Auctioning off the Agenda: Bargaining in Legislatures with Endogenous Scheduling

Abstract

There are many examples of allocation problems where the final allocation affects more than one agent, but the models developed to study them typically allow for side payments between agents. However, there are political economy applications where it is hard to imagine monetary transfers between the agents, at least not legal ones. In this paper we propose a general political economic framework for the study of allocation problems with externalities without side payments. We consider a setup with complete information and we formulate the problem as one where the status quo describes an initial allocation that can altered in a sequence of proposals. The number of these proposals is restricted. In the context of our main application, bidding for slots on a legislative agenda, such restriction can be interpreted as scarcity of plenary time for considering the possible bills to move the policy. The intuition for our model comes out of framing the problem as a special type of a multi-good auction.
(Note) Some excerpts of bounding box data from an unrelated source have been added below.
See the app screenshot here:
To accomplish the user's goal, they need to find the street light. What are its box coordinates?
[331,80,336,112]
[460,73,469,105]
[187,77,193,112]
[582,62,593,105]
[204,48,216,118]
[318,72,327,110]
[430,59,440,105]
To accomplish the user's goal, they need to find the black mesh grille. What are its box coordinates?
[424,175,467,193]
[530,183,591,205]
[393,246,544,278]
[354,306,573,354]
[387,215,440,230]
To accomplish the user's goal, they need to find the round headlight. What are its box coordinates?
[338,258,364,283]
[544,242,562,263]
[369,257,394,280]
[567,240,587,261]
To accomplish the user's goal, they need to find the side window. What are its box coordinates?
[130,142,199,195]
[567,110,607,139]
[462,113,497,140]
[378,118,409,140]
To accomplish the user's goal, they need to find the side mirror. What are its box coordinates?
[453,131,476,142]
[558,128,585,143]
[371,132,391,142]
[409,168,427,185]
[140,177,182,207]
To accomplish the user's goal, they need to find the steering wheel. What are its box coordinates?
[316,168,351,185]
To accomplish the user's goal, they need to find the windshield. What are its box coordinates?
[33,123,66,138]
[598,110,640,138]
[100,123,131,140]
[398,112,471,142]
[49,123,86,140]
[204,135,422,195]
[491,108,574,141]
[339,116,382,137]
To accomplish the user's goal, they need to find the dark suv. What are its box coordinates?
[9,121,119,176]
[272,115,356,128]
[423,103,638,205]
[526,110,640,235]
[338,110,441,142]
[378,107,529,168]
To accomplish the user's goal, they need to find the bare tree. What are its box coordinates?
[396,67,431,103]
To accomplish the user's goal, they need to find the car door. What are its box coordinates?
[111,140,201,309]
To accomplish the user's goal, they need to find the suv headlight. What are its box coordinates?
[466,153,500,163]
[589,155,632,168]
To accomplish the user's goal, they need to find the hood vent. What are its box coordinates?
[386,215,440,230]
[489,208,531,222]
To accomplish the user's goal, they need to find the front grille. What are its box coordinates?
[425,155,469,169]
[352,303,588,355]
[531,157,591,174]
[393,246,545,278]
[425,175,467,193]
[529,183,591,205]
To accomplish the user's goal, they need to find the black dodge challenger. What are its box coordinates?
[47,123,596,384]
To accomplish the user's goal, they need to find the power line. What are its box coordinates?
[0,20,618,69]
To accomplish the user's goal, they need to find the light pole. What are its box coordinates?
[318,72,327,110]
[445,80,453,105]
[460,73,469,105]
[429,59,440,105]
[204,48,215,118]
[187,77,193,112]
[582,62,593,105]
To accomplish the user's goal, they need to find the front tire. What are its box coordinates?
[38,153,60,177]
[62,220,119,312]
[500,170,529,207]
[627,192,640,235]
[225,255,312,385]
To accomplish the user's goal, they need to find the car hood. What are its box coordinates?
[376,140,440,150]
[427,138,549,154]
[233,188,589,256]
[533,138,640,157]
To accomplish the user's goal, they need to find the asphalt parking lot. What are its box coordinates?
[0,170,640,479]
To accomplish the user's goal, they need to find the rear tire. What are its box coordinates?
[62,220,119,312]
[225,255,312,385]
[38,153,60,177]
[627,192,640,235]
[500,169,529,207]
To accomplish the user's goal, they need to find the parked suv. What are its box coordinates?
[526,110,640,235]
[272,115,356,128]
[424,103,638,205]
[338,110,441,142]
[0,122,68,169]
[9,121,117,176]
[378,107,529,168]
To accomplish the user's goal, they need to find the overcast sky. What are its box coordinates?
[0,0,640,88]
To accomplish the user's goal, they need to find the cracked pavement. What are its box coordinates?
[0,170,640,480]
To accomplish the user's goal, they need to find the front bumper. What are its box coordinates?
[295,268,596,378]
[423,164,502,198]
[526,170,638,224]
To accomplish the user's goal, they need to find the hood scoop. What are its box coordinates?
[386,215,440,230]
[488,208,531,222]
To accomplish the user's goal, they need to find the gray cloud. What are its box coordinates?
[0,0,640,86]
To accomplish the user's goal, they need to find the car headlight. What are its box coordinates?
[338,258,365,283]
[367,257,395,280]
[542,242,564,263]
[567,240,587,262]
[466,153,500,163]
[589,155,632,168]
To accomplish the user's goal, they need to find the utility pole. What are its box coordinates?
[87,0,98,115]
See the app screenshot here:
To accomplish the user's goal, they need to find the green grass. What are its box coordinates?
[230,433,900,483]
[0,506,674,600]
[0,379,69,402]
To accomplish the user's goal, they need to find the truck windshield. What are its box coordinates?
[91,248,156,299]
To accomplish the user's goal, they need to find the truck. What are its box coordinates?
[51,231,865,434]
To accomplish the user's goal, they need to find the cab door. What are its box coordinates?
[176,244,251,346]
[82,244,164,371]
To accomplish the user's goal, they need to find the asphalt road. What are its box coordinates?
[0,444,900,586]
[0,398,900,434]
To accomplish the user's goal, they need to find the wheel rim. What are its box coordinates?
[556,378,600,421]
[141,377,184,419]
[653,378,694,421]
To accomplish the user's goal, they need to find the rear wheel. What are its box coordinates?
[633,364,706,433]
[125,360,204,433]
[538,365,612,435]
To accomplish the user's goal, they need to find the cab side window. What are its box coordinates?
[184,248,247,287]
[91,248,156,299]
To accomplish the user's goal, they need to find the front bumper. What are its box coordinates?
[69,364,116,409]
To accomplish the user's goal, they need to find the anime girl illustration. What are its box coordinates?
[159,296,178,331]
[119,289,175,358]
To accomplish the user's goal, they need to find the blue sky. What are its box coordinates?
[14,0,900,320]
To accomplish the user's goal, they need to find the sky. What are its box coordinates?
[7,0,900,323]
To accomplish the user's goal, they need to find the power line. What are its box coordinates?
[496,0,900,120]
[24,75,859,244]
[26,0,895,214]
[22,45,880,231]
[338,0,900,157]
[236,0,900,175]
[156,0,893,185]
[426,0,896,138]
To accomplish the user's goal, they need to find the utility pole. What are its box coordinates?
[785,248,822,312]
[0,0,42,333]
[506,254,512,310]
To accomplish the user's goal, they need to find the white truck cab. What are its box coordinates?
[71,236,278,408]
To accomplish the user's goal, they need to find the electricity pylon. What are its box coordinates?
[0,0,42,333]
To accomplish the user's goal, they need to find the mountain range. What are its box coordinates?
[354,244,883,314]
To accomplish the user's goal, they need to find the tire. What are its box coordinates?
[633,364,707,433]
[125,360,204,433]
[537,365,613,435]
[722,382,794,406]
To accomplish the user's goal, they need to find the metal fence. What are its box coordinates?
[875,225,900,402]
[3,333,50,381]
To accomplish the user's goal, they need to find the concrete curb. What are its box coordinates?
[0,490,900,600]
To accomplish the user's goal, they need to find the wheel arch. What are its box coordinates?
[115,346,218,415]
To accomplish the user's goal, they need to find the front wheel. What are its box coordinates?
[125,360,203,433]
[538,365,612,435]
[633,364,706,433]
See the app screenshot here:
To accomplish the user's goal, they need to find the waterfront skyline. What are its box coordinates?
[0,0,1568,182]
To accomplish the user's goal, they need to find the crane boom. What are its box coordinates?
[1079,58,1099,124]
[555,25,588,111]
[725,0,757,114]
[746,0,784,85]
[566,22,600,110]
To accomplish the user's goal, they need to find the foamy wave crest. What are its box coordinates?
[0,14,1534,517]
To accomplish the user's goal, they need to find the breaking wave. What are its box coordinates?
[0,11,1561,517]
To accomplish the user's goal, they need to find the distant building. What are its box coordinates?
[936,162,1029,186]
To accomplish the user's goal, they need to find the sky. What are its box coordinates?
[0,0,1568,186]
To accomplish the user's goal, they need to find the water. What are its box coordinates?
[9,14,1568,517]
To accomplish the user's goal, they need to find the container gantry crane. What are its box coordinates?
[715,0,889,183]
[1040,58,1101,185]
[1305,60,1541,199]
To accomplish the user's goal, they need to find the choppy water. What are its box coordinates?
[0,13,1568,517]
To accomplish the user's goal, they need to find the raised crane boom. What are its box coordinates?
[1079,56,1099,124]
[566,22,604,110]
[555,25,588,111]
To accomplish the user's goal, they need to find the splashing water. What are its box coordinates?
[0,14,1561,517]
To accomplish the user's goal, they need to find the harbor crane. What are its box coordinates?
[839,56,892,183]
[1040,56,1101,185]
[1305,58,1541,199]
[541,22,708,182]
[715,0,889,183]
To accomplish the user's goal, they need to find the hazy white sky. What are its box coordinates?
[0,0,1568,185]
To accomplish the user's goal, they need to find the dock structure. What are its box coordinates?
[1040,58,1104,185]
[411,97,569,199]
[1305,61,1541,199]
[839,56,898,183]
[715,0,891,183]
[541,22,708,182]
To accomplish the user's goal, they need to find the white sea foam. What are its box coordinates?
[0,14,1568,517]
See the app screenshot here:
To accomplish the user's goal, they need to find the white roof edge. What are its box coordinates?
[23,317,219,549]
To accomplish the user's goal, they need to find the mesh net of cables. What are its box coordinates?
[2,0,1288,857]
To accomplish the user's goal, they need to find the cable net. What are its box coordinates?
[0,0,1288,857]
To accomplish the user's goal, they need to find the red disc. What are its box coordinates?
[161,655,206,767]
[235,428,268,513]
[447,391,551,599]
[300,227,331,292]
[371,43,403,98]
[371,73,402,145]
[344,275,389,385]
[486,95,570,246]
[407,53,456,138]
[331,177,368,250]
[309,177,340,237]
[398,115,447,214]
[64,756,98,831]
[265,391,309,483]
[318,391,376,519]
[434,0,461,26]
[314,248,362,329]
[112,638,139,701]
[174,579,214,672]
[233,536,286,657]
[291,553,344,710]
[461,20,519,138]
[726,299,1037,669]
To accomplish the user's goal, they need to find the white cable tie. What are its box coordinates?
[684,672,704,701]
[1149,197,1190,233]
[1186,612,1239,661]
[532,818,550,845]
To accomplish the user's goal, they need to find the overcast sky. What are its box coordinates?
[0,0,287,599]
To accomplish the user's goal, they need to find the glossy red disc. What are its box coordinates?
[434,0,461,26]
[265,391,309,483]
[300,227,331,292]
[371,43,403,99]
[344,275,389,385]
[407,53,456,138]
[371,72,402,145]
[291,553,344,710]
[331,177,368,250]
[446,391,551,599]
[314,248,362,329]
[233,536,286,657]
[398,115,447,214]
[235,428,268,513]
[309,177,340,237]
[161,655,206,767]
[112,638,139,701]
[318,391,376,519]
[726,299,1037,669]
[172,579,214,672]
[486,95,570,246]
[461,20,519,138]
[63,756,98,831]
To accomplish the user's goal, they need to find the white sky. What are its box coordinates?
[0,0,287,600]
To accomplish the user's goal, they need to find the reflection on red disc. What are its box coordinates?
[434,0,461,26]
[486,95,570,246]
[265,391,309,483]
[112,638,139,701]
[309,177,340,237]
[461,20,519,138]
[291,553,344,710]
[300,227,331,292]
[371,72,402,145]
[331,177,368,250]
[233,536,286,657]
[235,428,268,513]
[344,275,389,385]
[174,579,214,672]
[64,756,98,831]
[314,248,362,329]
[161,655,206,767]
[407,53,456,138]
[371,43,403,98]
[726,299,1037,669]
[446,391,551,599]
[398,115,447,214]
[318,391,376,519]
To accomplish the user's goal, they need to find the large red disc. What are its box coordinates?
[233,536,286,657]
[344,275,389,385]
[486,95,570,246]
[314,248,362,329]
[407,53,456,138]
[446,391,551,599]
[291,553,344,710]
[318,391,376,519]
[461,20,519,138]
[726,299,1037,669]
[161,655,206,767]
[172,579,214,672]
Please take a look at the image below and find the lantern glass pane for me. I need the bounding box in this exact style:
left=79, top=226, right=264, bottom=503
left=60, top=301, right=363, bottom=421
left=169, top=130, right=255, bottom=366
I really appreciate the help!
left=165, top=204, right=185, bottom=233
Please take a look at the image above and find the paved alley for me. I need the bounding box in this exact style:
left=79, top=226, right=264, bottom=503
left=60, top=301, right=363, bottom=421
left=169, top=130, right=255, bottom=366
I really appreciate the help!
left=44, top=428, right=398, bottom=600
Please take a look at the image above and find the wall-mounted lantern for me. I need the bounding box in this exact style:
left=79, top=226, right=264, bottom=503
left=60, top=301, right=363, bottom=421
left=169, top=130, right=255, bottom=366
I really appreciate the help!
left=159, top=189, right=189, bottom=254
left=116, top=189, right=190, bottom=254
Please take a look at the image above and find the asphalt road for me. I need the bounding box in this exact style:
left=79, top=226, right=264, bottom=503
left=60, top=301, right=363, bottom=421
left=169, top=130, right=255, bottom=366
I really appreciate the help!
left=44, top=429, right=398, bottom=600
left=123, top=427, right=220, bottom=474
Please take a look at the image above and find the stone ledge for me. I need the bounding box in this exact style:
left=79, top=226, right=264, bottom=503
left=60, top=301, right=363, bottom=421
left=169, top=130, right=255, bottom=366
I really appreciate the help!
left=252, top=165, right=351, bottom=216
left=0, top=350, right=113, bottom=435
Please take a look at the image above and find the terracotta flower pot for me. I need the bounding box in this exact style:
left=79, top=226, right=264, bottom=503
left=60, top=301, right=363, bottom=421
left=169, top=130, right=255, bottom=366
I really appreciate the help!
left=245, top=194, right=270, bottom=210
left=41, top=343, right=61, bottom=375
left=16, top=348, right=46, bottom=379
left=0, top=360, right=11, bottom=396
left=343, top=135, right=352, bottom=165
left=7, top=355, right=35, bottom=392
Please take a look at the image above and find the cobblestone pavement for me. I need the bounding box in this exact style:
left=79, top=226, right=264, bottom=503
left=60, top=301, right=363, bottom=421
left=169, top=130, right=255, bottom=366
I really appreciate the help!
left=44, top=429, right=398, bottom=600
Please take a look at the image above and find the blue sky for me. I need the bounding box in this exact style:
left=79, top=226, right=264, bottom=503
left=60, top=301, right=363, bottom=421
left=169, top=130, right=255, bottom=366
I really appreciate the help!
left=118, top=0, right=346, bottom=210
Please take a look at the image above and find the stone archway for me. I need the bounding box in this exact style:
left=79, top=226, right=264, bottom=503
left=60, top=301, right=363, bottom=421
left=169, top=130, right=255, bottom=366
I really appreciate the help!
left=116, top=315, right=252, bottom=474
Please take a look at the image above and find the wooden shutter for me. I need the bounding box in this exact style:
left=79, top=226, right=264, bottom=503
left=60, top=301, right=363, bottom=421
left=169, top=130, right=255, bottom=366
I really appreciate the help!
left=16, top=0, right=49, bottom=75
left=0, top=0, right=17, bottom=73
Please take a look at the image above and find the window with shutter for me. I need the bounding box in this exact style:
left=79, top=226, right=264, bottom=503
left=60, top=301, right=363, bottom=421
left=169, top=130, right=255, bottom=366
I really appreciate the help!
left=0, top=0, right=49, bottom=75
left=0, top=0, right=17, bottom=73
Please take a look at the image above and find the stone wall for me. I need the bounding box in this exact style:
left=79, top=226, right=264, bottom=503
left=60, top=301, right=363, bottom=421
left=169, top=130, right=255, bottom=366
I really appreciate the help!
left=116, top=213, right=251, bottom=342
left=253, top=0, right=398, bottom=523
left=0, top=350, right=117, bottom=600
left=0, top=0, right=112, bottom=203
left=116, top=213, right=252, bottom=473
We show that equilibria generically exist within the general model.

Additional Information

We thank Douglas Bernheim, Gary Cox, Matias Iaryczower, Matthew Jackson, Preston McAfee, Barry Weingast, and William Zame as well as seminar participants at the Hoover Insitution, the University of California, Berkeley and the University of California, San Diego for helpful comments. Čopič acknowledges the financial support of the Social and Information Sciences Laboratory at Caltech and the Cowles Foundation for Research in Economics at Yale University and Katz acknowledges the financial support of the Center for Advanced Study in the Behavioral Sciences.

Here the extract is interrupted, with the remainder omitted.